In section 2 the Authors stated that “In the SM structure illustrated in Figure 3a, the IGBT can be represented as a two state resistor. This is because ……… The voltage across the capacitor is expressed by Equation (1)….”

This is a key part of the proposal but is not explained well. Many doubts arise. Diodes are unidirectional, resistors do not operate as switches, Ron and Roff are not equal in semiconductor switches. Then, strong references are needed. Moreover, is this an average model? If affirmative, what are the conditions used to comply with this average model? References are needed.

Fig. 5 needs better explanations. It is just confusing.

Figures showing Simulink opal models may look fine, but these are not necessary for general knowledge. Is this work perhaps dedicated only to those researchers who have a system such as that of the authors? How all potential readers could replicate this proposal without such tools.

Also,

“half-bridge” should be in the title

The manuscript is quite understandable just minor edition is needed

How does the testing method reduce development costs and time?

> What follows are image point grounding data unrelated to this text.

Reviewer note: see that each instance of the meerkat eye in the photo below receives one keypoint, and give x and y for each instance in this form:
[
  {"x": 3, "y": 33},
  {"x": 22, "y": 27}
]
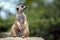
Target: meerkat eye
[
  {"x": 22, "y": 6},
  {"x": 17, "y": 8}
]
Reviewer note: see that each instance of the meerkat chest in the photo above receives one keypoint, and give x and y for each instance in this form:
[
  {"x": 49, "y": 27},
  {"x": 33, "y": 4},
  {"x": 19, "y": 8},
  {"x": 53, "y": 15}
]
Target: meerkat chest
[{"x": 20, "y": 18}]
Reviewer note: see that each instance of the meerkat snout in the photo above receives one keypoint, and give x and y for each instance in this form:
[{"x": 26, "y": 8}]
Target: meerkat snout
[{"x": 21, "y": 8}]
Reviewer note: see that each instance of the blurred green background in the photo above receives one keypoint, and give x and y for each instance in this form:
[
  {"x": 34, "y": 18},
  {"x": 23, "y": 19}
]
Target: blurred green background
[{"x": 43, "y": 17}]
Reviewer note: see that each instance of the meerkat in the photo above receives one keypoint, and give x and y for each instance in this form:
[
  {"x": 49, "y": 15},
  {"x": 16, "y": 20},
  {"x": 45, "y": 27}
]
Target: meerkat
[{"x": 20, "y": 27}]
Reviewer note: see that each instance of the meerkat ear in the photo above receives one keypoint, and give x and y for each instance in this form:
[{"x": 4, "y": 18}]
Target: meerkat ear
[{"x": 17, "y": 9}]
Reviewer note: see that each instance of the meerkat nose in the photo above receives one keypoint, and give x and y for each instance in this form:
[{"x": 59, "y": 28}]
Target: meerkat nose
[{"x": 17, "y": 9}]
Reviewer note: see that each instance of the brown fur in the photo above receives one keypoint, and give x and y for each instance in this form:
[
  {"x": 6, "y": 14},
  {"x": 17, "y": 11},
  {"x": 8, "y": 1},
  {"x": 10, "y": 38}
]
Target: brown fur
[{"x": 20, "y": 29}]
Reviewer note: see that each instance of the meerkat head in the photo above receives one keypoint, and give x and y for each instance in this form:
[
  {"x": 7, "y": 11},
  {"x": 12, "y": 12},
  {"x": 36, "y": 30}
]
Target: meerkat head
[{"x": 21, "y": 8}]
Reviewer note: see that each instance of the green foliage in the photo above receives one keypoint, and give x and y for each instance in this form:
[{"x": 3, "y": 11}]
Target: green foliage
[{"x": 43, "y": 20}]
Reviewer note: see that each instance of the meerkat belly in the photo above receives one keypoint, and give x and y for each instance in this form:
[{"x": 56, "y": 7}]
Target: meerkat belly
[{"x": 21, "y": 19}]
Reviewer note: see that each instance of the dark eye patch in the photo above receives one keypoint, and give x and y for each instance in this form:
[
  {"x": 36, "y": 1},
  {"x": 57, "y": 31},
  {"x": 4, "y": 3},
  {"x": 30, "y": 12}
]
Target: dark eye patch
[{"x": 17, "y": 9}]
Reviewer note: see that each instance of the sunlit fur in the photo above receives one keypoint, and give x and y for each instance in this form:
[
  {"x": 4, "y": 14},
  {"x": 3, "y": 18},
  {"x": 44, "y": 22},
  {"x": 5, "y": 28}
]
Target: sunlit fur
[{"x": 20, "y": 26}]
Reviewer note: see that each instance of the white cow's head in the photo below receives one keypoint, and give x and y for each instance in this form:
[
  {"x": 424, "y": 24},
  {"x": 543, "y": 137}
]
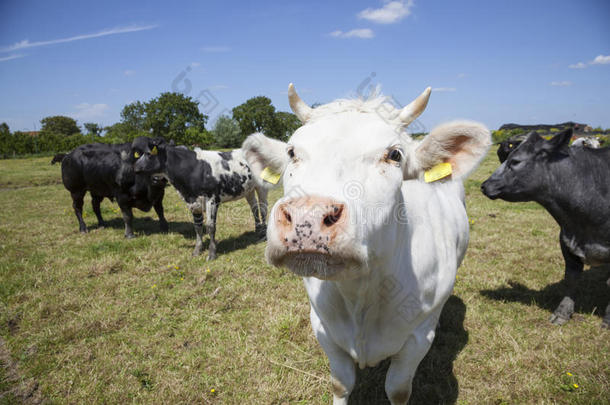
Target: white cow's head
[{"x": 342, "y": 174}]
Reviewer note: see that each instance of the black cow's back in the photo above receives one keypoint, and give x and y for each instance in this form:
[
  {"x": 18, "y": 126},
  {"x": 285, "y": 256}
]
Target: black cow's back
[{"x": 95, "y": 168}]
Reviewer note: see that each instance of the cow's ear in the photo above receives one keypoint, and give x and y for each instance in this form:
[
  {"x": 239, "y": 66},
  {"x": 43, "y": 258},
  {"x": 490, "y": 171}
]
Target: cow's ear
[
  {"x": 560, "y": 141},
  {"x": 461, "y": 144},
  {"x": 263, "y": 153}
]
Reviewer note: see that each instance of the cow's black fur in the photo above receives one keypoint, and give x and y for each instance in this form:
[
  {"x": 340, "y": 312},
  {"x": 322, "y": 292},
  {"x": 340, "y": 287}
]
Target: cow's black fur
[
  {"x": 509, "y": 145},
  {"x": 58, "y": 158},
  {"x": 573, "y": 184},
  {"x": 106, "y": 171},
  {"x": 204, "y": 179}
]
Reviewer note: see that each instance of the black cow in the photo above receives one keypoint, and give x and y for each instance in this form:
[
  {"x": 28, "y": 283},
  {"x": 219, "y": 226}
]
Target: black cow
[
  {"x": 509, "y": 145},
  {"x": 573, "y": 184},
  {"x": 204, "y": 179},
  {"x": 58, "y": 158},
  {"x": 107, "y": 171}
]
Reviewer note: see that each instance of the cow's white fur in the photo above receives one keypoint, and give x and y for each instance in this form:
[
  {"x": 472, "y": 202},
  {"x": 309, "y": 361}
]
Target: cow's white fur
[{"x": 410, "y": 236}]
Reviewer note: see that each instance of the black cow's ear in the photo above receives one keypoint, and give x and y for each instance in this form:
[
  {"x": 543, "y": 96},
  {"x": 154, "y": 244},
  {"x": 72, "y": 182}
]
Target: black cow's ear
[{"x": 559, "y": 141}]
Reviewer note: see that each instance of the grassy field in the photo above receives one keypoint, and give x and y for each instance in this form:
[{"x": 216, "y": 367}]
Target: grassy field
[{"x": 97, "y": 318}]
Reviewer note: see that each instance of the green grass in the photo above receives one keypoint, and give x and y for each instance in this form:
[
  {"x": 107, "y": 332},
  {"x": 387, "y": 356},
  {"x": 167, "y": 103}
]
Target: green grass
[{"x": 97, "y": 318}]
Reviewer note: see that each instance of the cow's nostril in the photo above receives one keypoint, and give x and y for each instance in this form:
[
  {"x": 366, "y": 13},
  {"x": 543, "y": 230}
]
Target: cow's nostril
[
  {"x": 287, "y": 216},
  {"x": 334, "y": 216}
]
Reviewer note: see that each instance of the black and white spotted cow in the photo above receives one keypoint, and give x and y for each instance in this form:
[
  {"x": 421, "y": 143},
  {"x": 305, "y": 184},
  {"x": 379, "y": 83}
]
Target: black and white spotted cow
[{"x": 204, "y": 180}]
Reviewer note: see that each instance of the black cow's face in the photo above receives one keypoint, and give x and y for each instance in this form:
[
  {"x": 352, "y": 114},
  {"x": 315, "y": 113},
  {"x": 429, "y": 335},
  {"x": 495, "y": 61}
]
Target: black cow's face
[
  {"x": 148, "y": 155},
  {"x": 522, "y": 176}
]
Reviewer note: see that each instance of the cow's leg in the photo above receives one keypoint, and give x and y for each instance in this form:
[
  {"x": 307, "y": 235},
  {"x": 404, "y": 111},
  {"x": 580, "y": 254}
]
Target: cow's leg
[
  {"x": 342, "y": 367},
  {"x": 606, "y": 320},
  {"x": 251, "y": 198},
  {"x": 211, "y": 212},
  {"x": 262, "y": 204},
  {"x": 95, "y": 203},
  {"x": 128, "y": 219},
  {"x": 573, "y": 270},
  {"x": 198, "y": 223},
  {"x": 159, "y": 210},
  {"x": 77, "y": 204},
  {"x": 399, "y": 379}
]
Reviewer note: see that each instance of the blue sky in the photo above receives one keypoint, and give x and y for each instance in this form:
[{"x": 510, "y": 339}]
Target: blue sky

What challenges does traditional testing of MMC systems face?

Comments on the Quality of English Language

The manuscript is quite understandable just minor edition is needed

Author Response

Thank you so much. Please refer to the attached file for the reply

Author Response File: Author Response.pdf

Round 2

Reviewer 1 Report

Comments and Suggestions for Authors

Dears,
Regarding the review, the modifications and questions raised have been addressed, therefore the manuscript is in a condition to be accepted.

Reviewer 3 Report

Comments and Suggestions for Authors

Most of the issues have been addressed. This version of the paper is more clear.